The wetland there is predominated by a cattail marsh with deeper areas featuring a lot of water lilies and other emergent aquatic vegetation. In 1999, Anax junius was common there, and today, it was really abundant. I was amazed at how many I saw flying there. They truly seemed to own the airspace. I also saw a few Tramea lacerata, many Sympetrum obtrusum, Pachydiplax longipennis, and a few Ischnura verticalis. Obviously, a sample early in the season would be good.
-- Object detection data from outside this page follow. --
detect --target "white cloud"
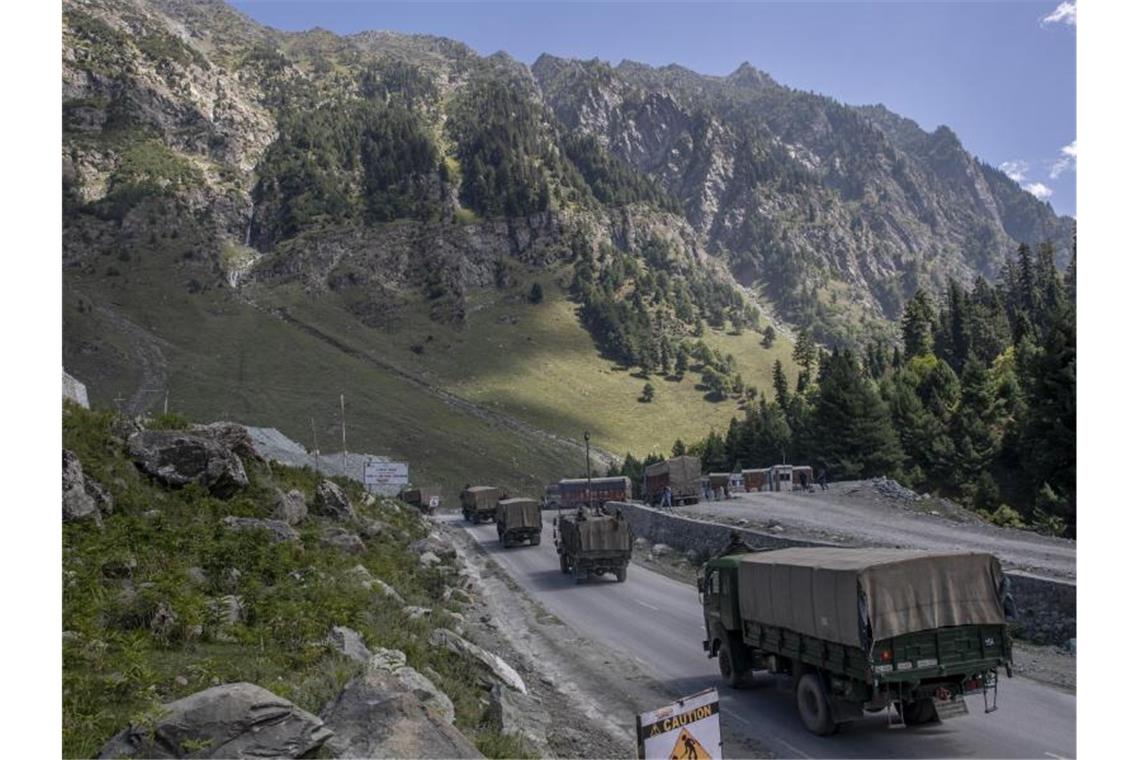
[998,161,1029,185]
[1041,0,1076,26]
[1049,140,1076,179]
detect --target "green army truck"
[495,499,543,548]
[459,485,506,523]
[698,547,1012,736]
[553,507,634,583]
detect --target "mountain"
[62,0,1073,494]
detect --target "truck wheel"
[903,697,938,726]
[796,673,836,736]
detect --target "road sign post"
[637,688,723,760]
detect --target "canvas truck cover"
[463,485,500,509]
[559,515,633,553]
[740,547,1005,646]
[495,499,543,530]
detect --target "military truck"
[553,507,634,583]
[495,499,543,548]
[642,457,701,505]
[698,547,1012,736]
[400,487,441,515]
[459,485,506,523]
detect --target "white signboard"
[364,459,408,487]
[637,688,722,760]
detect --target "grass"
[63,404,514,757]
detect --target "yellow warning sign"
[669,728,713,760]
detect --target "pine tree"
[772,359,788,411]
[812,351,902,480]
[903,288,934,359]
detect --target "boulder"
[323,668,482,758]
[312,481,356,520]
[320,528,365,554]
[190,422,264,461]
[99,684,332,758]
[63,449,103,528]
[328,626,372,662]
[487,684,551,757]
[412,534,455,559]
[221,515,301,544]
[428,628,527,694]
[127,431,250,498]
[368,649,455,724]
[273,489,309,525]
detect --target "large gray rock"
[320,528,365,554]
[63,449,112,526]
[127,431,250,498]
[99,684,332,758]
[271,489,309,525]
[368,649,455,724]
[328,626,372,662]
[487,684,551,757]
[312,481,356,520]
[321,668,482,758]
[428,628,527,694]
[190,422,264,461]
[221,515,301,544]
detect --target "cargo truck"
[643,457,701,505]
[553,507,634,583]
[698,547,1012,736]
[495,499,543,548]
[459,485,506,523]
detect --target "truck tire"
[903,697,938,726]
[796,673,836,736]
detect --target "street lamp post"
[583,431,594,507]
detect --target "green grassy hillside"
[64,255,791,492]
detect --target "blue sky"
[231,0,1076,214]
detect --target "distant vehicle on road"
[698,547,1012,736]
[495,499,543,548]
[642,456,701,505]
[559,475,633,509]
[554,507,634,583]
[459,485,506,523]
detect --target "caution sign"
[637,688,722,760]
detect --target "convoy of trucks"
[495,499,543,548]
[698,547,1011,735]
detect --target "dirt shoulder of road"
[437,523,774,758]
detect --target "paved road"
[685,481,1076,581]
[442,516,1076,759]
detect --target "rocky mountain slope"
[62,0,1072,483]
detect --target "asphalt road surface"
[442,513,1076,759]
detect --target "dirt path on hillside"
[269,308,620,469]
[685,481,1076,582]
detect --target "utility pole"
[309,417,320,475]
[341,393,349,477]
[583,431,594,507]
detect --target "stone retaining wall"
[608,501,1076,644]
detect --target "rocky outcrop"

I’ll try doing that next year.


My next stop was the Kosch-Headwaters Preserve, a bit farther N on Prospect Rd. A relatively new preserve, it was acquired in 2006 by NAPP. This preserve is 160 acres in size, and is actually in the River Rouge Watershed, not the Huron River. Much of the area is covered with old fields, some woods, good brushy areas, and a wooded pond. Some of the preserve is also cultivated farmland. I didn’t really know what to expect here, but the terrain is somewhat hilly, and the meadows supported a LOT of butterflies. Odonata-wise, it’s not going to be too impressive, but I did find a lot of Lance-tipped darners, Aeshna constricta, which I assume are coming from the wooded pond or some nearby open ponds. I saw Libellula pulchella, Libellula luctuosa, Plathemis lydia, Tramea lacerata, and many Sympetrum at the field edges. I did not see a single Anax junius there, even though the preserve was less than a mile from Lefurge! This shows how good it is to have a diverse habitat -- and those wooded ponds are very important. One of the original points about the Kosch Headwaters Preserve was the presence of Blue Ash. I wonder if the Emerald Ash Borer has taken that out, too.

wooded pond -- there are several whitetail fawns there, but you can't see them!




Aeshna constricta.


I hope to visit as many of the Washtenaw County Preserves as possible in the remaining two months of the Odonata season, and possibly scout out others for next year.